So after a weekend of testing (creating and destoying) droplets using Core Os, I think there is an issue with joining clusters across region.
I can setup my the CoreOs machine (in a new cluster with a new discovery.etcd) in any region and it will work perfectly. If i add another machine to that cluster in the same data center then it will work perfectly. But if I try and add a new machine to that cluster from another region then it basically wont work. I am not using private_ip
, instead i use public_ip
.
Below is my #cloud-config file
#cloud-config
coreos:
etcd:
discovery: https://discovery.etcd.io/a34f937bef11618f5322416aef9d5edb
addr: $public_ipv4:4001
peer-addr: $public_ipv4:7001
election_timeout: 3000
heartbeat_timeout: 3000
fleet:
public-ip: $public_ipv4
units:
- name: etcd.service
command: start
- name: fleet.service
command: start
I have made 2 examples.
Test 1: https://discovery.etcd.io/6f509596dcb64a8427fefd2712faff11
My machines “t1lon” was setup first, works perfectly well. I then spawned “t1ny” with the same discovery id. Then it would break, if i called “fleetctl list-machines” from “t1lon” is would still only show 1 machine, when running the same command from the “t1ny” machine i would get
2014/10/06 07:52:22 INFO client.go:278: Failed getting response from http://127.0.0.1:4001/: too many redirects
2014/10/06 07:52:22 ERROR client.go:200: Unable to get result for {Get /_coreos.com/fleet/machines}, retrying in 100ms
(repeated many times).
Test 2: https://discovery.etcd.io/a34f937bef11618f5322416aef9d5edb
Now i have tested this the other way round, setting up the NY server first “t2ny” and then adding a LON server and I get the same issue but the other way round.
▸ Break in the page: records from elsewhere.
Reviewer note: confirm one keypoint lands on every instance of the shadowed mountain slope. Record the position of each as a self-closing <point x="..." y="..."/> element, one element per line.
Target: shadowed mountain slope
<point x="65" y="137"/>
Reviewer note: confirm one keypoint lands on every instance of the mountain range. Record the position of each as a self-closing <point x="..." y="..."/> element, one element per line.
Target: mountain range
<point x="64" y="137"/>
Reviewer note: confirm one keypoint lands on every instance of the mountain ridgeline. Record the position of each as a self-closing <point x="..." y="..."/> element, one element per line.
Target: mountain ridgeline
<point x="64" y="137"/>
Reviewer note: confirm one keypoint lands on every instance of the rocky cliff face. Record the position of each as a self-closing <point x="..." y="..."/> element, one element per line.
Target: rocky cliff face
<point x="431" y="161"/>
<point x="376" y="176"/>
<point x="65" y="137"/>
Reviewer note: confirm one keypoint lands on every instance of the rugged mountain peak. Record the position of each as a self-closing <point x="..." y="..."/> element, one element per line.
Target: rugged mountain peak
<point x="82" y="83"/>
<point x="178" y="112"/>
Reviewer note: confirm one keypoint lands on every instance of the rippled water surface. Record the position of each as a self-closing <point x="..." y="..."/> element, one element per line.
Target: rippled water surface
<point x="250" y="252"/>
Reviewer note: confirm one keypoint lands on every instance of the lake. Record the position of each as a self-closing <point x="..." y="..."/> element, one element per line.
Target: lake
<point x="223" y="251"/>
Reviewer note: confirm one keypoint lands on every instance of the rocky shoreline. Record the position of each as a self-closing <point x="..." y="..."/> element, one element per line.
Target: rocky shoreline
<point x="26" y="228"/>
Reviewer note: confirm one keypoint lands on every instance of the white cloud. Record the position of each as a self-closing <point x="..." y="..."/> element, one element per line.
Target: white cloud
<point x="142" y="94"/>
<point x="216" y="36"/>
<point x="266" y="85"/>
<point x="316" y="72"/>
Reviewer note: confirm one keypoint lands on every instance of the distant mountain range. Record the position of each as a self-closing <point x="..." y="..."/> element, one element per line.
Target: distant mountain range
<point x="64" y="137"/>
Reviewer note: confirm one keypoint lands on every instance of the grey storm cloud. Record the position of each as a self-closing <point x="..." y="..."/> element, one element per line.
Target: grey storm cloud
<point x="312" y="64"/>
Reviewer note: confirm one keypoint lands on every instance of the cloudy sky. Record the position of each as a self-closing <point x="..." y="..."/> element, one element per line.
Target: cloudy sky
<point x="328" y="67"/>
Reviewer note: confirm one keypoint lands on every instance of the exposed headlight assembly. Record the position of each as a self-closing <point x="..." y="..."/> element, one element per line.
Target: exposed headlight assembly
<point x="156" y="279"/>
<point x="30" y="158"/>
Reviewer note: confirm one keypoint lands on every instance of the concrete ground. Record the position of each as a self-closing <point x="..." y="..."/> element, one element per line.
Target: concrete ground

Due to this issue only really arriving when making a cluster across data centers I can only think its down to network/speed issues.
Please help me shed some light on this.
These answers are provided by our Community. If you find them useful, show some love by clicking the heart. If you run into issues leave a comment, or add your own answer to help others.
I’ve had varying success with setting up cross data center clusters. According to the CoreOS documentation, the default settings for etcd
are designed for working on a local network:
The default settings in etcd should work well for installations on a local network where the average network latency is low. However, when using etcd across multiple data centers or over networks with high latency you may need to tweak the heartbeat interval and election timeout settings.
They also suggest some guidelines for election_timeout
and heartbeat_timeout
:
The election timeout should be set based on the heartbeat interval and your network ping time between nodes. Election timeouts should be at least 10 times your ping time so it can account for variance in your network. For example, if the ping time between your nodes is 10ms then you should have at least a 100ms election timeout.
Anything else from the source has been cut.